At the Still Point of the Turning World
Residency is over, NOW what? (While I'm waiting for the answer, I'll get some spinning done....)

Wednesday, August 04, 2004

STILL PERCOLATING


Okay, no Part 2 yet. I've been struggling to keep several balls in the air: moving, working, coping with change. Here are a few updates:

Boxes: The ultimate score in moving boxes: the hospital's Material Management department. These are the guys who order diapers, IV fluid, syringes, Swan-Ganz catheters, plastic specula, toenail removers, tongue depressors, skin staplers, pill bottles and abdominal retractors for the hospital to use. All of these items arrive at the hospital warehouse IN CARDBOARD BOXES which go into the trash compactor unless interecepted by people facing imminent moves. Like me.

Shroom: Finally had her dental cleaning and sailed right through the experience. I brought her home while she was still under the influence of anesthesia. She reeled around the living room drunkenly for a moment, then demanded to be fed. That evening, she brought me THREE catnip mice. What a trooper. Her checkup today showed good healing where she had a tooth extracted. Tomorrow I should hear whether her thyroid function continues to be normal after the radioactive iodine treatment she received in March.

The Viral Barometer: During my per diem work last month, I think I examined about 125 children for sick visits and school physicals, and one of the pesky little boogers gave me a truly horrendous virus which has been my constant companion for the past two weeks. My theory is that this is the first wave of the upper respiratory misery that will be sweeping across the country this fall and winter. Here's a preview: look forward to a deeply-entrenched bronchitis featuring paroxsysms of blue-faced coughing. These tend to seize the sufferer at extremely awkward moments--in my case, while I was doing a gynecological exam. (The patient, who was lying in That Awful Position, propped herself up on her elbows and asked me, "Are you okay?")

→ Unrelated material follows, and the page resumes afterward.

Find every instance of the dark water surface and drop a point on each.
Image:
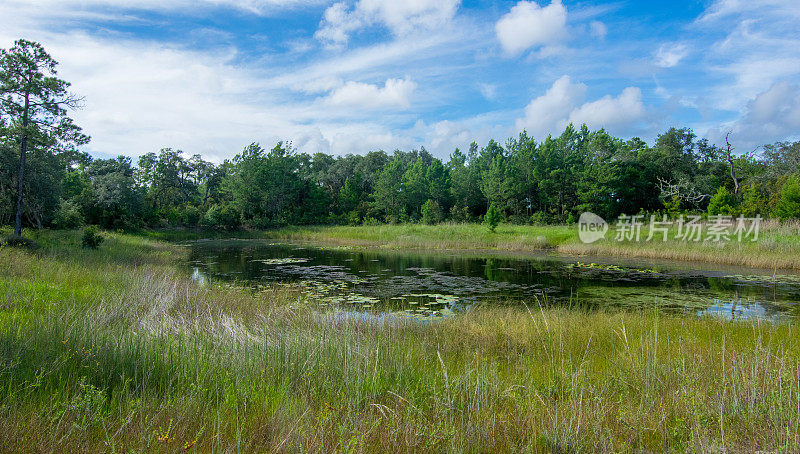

Professional Development: Even though the rest of life is absolute pandemonium lately, I've decided to attend the Comprehensive Colposcopy course held by this professional organization. This means I'm off to Denver next week, with or without my miserable viral companion. I think I've finally settled all the usual nuisances of travel: plane ticket, long-term parking, hotel, conference fees, cat sitter. All so I can manage abnormal Pap smears with confidence and expertise.

Just think of me as your Gynecological Warrior Princess, willya?